南の小言

100年健康を作るPTの日常

【疑問に思う】ことが大切

私はX(旧Twitter)やInstagramといったSNSを日々の学習に用いる事が多々あります。(もちろんボキボキ整体のようにエビデンスが確立されていない知識や手技の習得はスモールジムの理念に反している為取り入れません)

 

誰もが情報発信できるようになったことで嘘情報や誤情報もたくさん蔓延る時代になったという話は以前にも触れました。投資詐欺系の噓情報(ポンジスキーム等)の主たる目的は【人を騙すこと】ですが、人間の身体に纏わる情報を発信している人たちの主たる目的は【インプレッションの獲得とそれに伴う収益化】です。その為、そういった情報は必ず過剰広告しています。

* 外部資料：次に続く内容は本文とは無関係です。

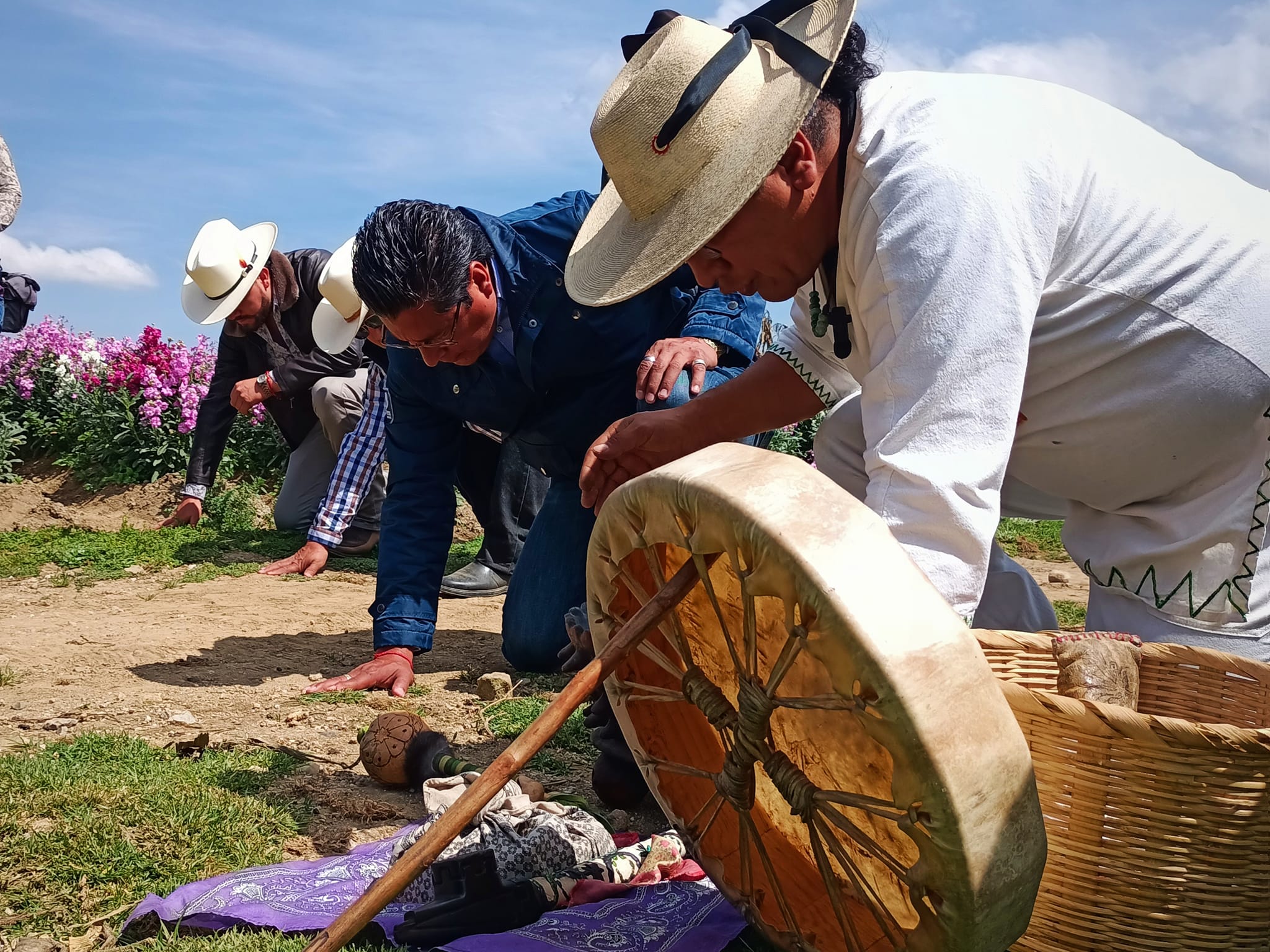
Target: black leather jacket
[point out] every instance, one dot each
(246, 356)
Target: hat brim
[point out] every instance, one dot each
(332, 333)
(616, 255)
(203, 310)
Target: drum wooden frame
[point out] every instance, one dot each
(812, 715)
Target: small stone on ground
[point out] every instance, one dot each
(493, 685)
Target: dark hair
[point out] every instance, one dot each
(850, 71)
(412, 252)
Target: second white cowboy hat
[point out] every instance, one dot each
(340, 311)
(690, 130)
(223, 265)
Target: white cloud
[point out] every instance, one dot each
(1210, 92)
(730, 11)
(103, 267)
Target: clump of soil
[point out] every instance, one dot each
(52, 498)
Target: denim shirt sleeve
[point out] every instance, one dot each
(418, 518)
(733, 320)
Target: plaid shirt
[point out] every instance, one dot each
(360, 457)
(11, 192)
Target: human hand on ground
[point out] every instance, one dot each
(309, 560)
(391, 668)
(655, 377)
(631, 447)
(247, 394)
(580, 650)
(189, 512)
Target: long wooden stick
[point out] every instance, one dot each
(473, 800)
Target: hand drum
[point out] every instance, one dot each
(813, 716)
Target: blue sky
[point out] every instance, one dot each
(131, 123)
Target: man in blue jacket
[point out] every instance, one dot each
(483, 330)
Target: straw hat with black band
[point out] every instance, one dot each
(689, 131)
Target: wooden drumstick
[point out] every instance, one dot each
(473, 800)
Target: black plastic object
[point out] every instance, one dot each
(470, 901)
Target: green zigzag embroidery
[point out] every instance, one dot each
(1228, 588)
(812, 380)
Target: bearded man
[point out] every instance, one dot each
(1016, 300)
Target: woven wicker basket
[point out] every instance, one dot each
(1158, 822)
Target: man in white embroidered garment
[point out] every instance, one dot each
(1052, 310)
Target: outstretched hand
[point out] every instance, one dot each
(664, 363)
(393, 669)
(189, 512)
(309, 560)
(631, 447)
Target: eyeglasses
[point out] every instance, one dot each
(450, 338)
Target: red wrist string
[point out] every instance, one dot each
(403, 651)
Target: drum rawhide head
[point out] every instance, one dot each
(813, 716)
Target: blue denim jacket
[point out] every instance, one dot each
(573, 375)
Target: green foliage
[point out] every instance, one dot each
(1071, 615)
(97, 823)
(211, 550)
(1033, 539)
(798, 438)
(511, 716)
(104, 439)
(12, 439)
(234, 508)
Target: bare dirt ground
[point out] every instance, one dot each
(230, 656)
(52, 498)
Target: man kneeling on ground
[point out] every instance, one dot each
(505, 491)
(484, 332)
(267, 356)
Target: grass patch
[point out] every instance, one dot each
(508, 719)
(1071, 615)
(99, 822)
(86, 557)
(1033, 539)
(356, 697)
(243, 941)
(463, 552)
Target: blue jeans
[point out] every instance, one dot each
(550, 576)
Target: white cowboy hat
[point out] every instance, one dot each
(223, 265)
(340, 311)
(690, 130)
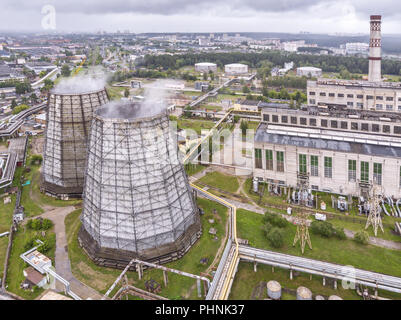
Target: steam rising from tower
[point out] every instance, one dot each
(375, 49)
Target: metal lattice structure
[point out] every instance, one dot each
(69, 118)
(374, 217)
(302, 234)
(137, 200)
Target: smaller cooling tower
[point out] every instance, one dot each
(137, 202)
(64, 157)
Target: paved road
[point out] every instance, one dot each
(62, 262)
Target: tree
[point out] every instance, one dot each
(65, 70)
(126, 92)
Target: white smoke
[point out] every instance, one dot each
(94, 79)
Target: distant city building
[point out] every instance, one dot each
(309, 72)
(205, 67)
(236, 68)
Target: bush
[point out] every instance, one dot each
(322, 228)
(275, 220)
(362, 237)
(340, 234)
(276, 237)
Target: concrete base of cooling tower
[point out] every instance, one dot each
(62, 193)
(114, 258)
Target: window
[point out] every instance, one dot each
(351, 170)
(377, 173)
(302, 163)
(258, 158)
(386, 128)
(314, 166)
(269, 159)
(280, 161)
(365, 171)
(328, 167)
(397, 129)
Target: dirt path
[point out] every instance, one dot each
(62, 262)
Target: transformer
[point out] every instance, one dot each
(64, 157)
(137, 202)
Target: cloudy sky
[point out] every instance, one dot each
(316, 16)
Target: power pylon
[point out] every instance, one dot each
(374, 217)
(302, 234)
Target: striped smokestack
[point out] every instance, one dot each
(375, 49)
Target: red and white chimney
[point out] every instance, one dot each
(375, 49)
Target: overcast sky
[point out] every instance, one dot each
(316, 16)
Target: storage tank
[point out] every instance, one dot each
(137, 202)
(69, 115)
(274, 290)
(304, 294)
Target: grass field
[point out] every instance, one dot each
(221, 181)
(17, 265)
(246, 280)
(179, 287)
(346, 252)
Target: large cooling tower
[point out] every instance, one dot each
(69, 118)
(137, 201)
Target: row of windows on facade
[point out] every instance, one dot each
(314, 166)
(333, 124)
(359, 105)
(359, 96)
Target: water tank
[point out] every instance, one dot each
(274, 290)
(304, 294)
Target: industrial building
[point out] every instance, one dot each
(236, 68)
(205, 67)
(309, 72)
(137, 201)
(69, 116)
(345, 141)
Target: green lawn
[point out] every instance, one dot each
(246, 280)
(17, 265)
(179, 287)
(346, 252)
(221, 181)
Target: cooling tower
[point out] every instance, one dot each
(69, 118)
(137, 202)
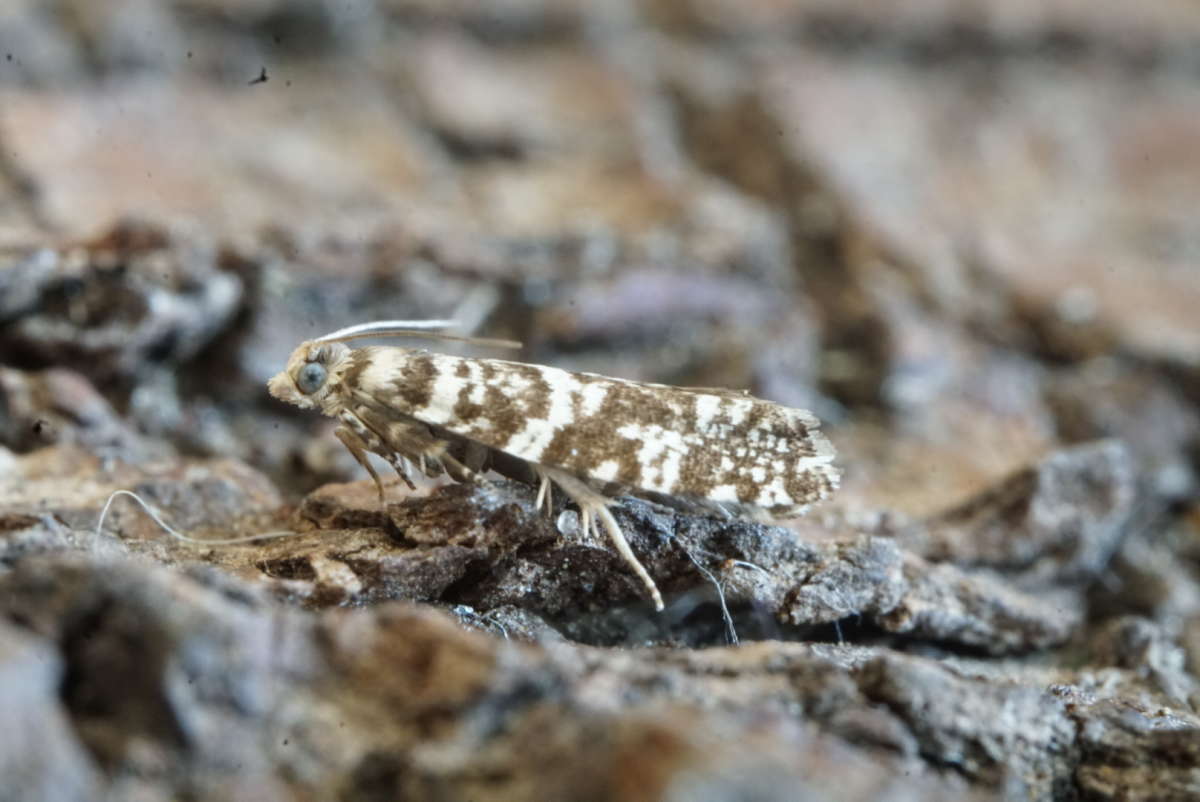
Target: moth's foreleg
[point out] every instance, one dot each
(544, 491)
(358, 447)
(593, 508)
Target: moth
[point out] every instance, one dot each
(592, 436)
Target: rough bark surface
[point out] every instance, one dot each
(963, 235)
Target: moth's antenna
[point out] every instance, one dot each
(363, 329)
(419, 329)
(175, 533)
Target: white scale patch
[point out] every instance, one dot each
(658, 446)
(724, 492)
(606, 471)
(531, 442)
(774, 494)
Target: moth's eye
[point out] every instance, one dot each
(311, 377)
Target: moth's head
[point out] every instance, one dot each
(310, 375)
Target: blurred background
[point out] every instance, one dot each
(963, 233)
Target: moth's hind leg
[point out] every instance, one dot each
(545, 491)
(594, 510)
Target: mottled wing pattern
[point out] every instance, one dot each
(720, 447)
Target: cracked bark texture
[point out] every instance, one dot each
(961, 235)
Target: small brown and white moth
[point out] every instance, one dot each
(592, 436)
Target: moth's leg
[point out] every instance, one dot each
(544, 491)
(358, 447)
(400, 465)
(594, 507)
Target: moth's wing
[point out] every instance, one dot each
(726, 447)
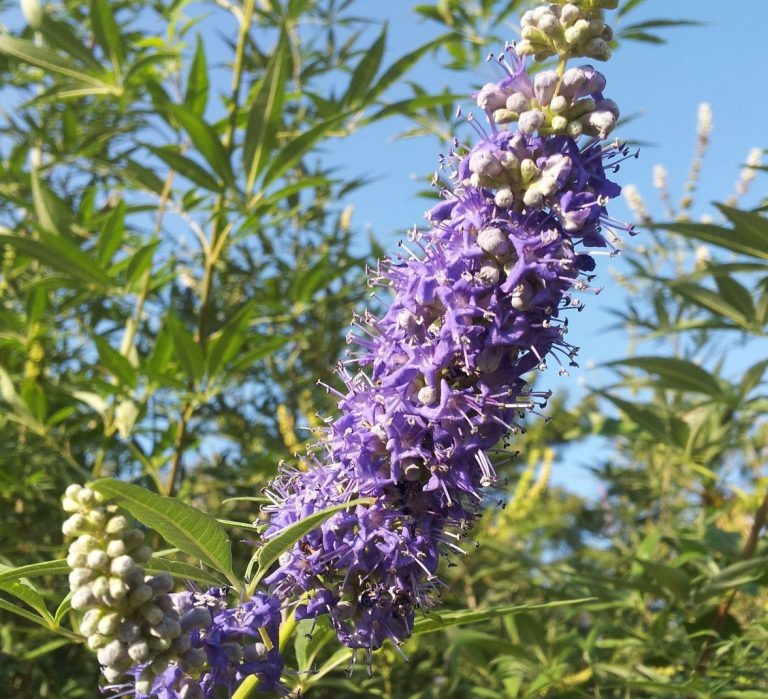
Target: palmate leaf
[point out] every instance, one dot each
(188, 529)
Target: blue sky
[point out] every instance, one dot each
(721, 62)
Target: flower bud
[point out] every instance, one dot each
(493, 241)
(196, 618)
(98, 560)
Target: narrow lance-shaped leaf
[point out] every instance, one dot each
(271, 551)
(187, 528)
(677, 374)
(365, 71)
(438, 622)
(106, 32)
(265, 114)
(49, 61)
(196, 95)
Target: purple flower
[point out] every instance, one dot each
(479, 300)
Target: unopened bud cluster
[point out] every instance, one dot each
(567, 30)
(571, 104)
(130, 618)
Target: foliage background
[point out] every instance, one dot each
(180, 264)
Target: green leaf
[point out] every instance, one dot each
(114, 362)
(748, 237)
(299, 146)
(205, 139)
(643, 416)
(111, 236)
(265, 114)
(188, 529)
(186, 167)
(27, 594)
(50, 61)
(57, 567)
(287, 537)
(396, 71)
(20, 611)
(188, 351)
(752, 377)
(737, 296)
(182, 571)
(675, 374)
(710, 301)
(51, 213)
(227, 343)
(437, 622)
(673, 579)
(365, 71)
(196, 95)
(106, 32)
(60, 254)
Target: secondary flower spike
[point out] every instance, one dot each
(480, 299)
(150, 641)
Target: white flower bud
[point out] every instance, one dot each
(70, 505)
(117, 525)
(77, 559)
(97, 640)
(73, 491)
(489, 275)
(493, 241)
(90, 623)
(504, 198)
(133, 538)
(130, 631)
(181, 644)
(98, 560)
(162, 582)
(533, 198)
(109, 624)
(111, 674)
(152, 613)
(485, 163)
(122, 565)
(558, 104)
(531, 121)
(112, 654)
(141, 595)
(160, 644)
(117, 588)
(100, 586)
(139, 651)
(116, 548)
(411, 469)
(544, 86)
(528, 170)
(142, 554)
(569, 14)
(79, 577)
(192, 659)
(491, 97)
(517, 102)
(521, 296)
(83, 598)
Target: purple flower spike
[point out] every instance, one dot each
(479, 300)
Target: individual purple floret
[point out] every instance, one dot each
(479, 300)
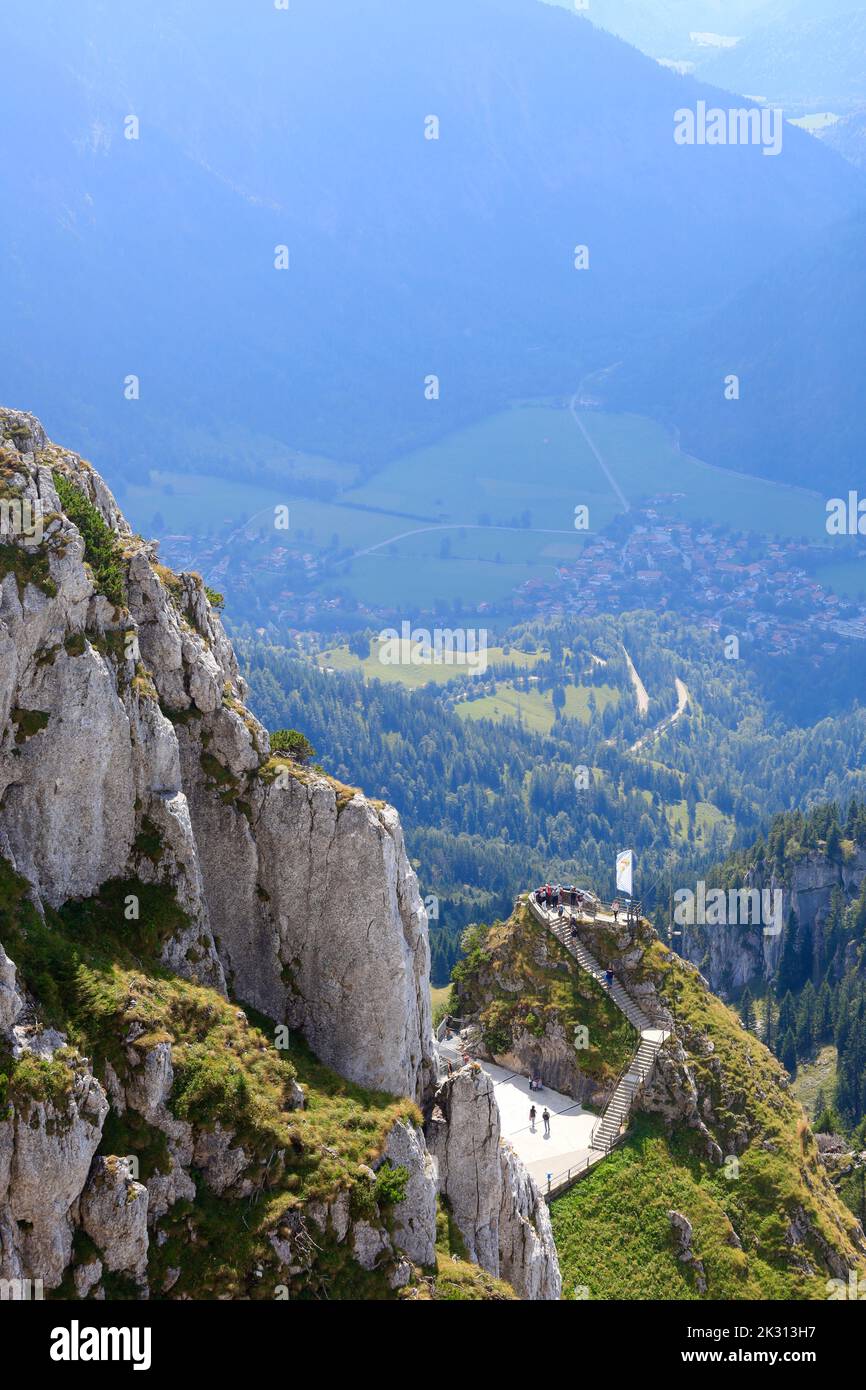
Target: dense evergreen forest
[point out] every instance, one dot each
(818, 994)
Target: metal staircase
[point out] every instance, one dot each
(615, 1116)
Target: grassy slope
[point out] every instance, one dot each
(776, 1173)
(96, 976)
(544, 991)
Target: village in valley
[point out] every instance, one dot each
(765, 591)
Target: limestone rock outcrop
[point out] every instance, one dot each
(127, 751)
(46, 1148)
(496, 1205)
(128, 755)
(114, 1215)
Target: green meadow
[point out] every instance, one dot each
(535, 708)
(341, 659)
(470, 519)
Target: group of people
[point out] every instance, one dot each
(545, 1116)
(553, 895)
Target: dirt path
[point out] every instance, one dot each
(640, 690)
(683, 698)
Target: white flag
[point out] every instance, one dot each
(624, 872)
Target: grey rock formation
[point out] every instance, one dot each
(730, 957)
(127, 752)
(683, 1236)
(414, 1218)
(527, 1254)
(114, 1214)
(125, 726)
(46, 1148)
(496, 1205)
(463, 1137)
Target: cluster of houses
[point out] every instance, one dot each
(761, 590)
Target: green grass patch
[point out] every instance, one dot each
(102, 548)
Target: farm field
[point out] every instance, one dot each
(467, 520)
(535, 708)
(341, 659)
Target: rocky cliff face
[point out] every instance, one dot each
(730, 957)
(128, 752)
(501, 1214)
(154, 861)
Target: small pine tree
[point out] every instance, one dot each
(787, 1052)
(747, 1011)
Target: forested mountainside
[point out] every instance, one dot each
(491, 804)
(227, 163)
(720, 1190)
(798, 54)
(206, 1091)
(804, 990)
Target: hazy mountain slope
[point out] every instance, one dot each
(791, 338)
(409, 256)
(662, 27)
(804, 56)
(156, 859)
(848, 138)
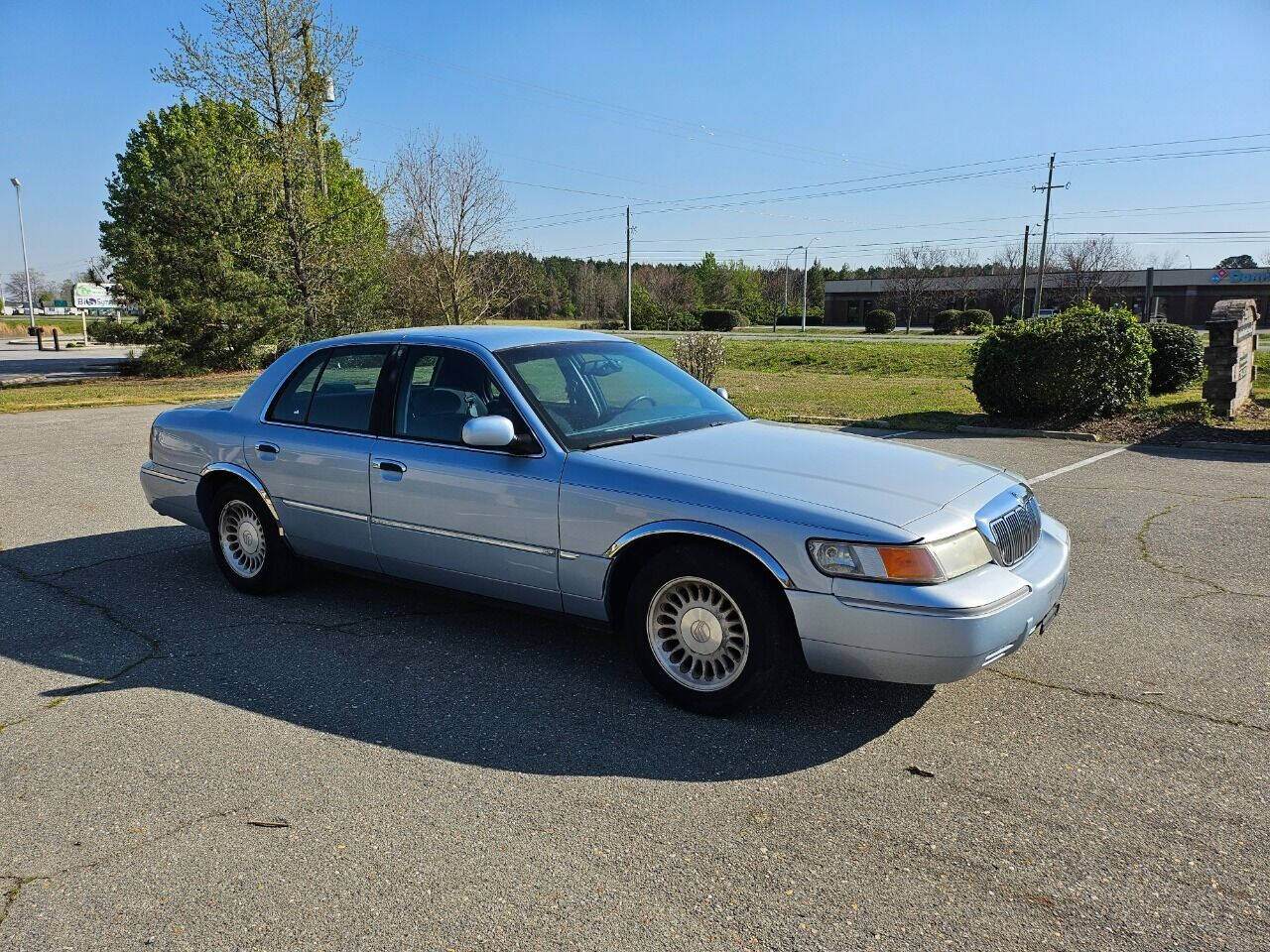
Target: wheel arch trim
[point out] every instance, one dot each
(703, 530)
(249, 479)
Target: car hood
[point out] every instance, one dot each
(865, 476)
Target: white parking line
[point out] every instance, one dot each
(1078, 466)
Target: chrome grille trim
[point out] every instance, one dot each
(1017, 531)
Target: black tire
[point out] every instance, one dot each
(752, 593)
(277, 565)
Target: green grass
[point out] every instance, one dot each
(913, 388)
(123, 393)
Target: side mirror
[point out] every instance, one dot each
(498, 433)
(489, 431)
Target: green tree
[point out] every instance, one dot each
(1237, 262)
(191, 221)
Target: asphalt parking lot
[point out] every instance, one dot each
(362, 766)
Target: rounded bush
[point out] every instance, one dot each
(1176, 357)
(947, 321)
(975, 320)
(879, 321)
(1080, 363)
(719, 320)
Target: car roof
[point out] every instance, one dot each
(492, 336)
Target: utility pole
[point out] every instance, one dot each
(314, 91)
(1044, 231)
(804, 282)
(629, 268)
(804, 289)
(1023, 280)
(785, 307)
(26, 267)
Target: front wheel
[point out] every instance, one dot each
(705, 629)
(246, 542)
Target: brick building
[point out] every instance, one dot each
(1182, 295)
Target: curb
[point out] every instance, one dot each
(42, 381)
(1264, 448)
(1012, 431)
(962, 428)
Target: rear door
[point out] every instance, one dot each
(477, 520)
(312, 449)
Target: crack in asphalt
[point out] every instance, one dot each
(109, 615)
(1142, 702)
(1152, 560)
(49, 580)
(18, 883)
(10, 895)
(59, 572)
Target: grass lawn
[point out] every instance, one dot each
(912, 388)
(116, 391)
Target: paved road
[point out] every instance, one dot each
(362, 766)
(94, 361)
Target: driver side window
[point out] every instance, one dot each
(443, 390)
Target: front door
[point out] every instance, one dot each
(484, 521)
(313, 452)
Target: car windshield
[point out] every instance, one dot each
(594, 394)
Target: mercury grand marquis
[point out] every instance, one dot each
(583, 474)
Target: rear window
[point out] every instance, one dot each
(333, 390)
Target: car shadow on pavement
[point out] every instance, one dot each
(416, 669)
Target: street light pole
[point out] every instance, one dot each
(26, 267)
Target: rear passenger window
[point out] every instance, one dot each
(293, 403)
(336, 393)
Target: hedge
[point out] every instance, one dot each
(720, 320)
(1080, 363)
(879, 321)
(1176, 358)
(975, 320)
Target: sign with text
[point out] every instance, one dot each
(91, 296)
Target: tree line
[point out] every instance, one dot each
(238, 226)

「必ず痩せる」「これだけで大丈夫」といった感じで楽して結果を出したい人の欲望に潜り込みます。一般の人には【疑問に思う】という習慣が無い為、見たものを疑いもせず実践します。それが結果自分にとってマイナスになる可能性があることも知らずに…。

 

学ぶ側が素人の場合は仕方がありませんが、私たちのような身体の事を人に教える側の人間は、【疑問に思う】という習慣が無ければ誤情報(単なる過剰広告)に気付くことができず、知らぬ間に誤情報を発信する側になっていたりします

 

これは大問題です。

 

ということで、まず私たちが【疑問に思う】を習慣化する必要があります。

 

昨日、Xでこのような発信をしている人がいました。

 

「腰椎分離すべり症にてL5が多発する理由」

 

この人は、普段から様々な整形外科的疾患に関して詳しい情報を発信している人です。このポストでは、L5に好発する理由を図面で解説していました。非常に分かりやすく納得できました。

 

私たちPTは国家試験勉強時にすべり症の好発部位について勉強します。しかしそこでの覚え方は【すべり症の好発部位はL5】という情報のみ。昨日言ったように点でしか覚えていない状況になっています。しかし今後必要な知見は「なぜL5が好発部位なんだろう」という疑問です。そこに疑問を持つ癖が無いと点から線や円に繋げることが出来ず、次に全く繋がりません。

 

昨日の議題である【繋がり】を意識するには、点一つ一つを疑問に思う必要があります。「なぜ○○筋のストレッチはこの姿勢なのだろう」「なぜ○○筋は屈曲に作用するのだろう」疑問が生まれなければ繋がりは生まれません

 

まずは【疑問に思う】を習慣化させましょう。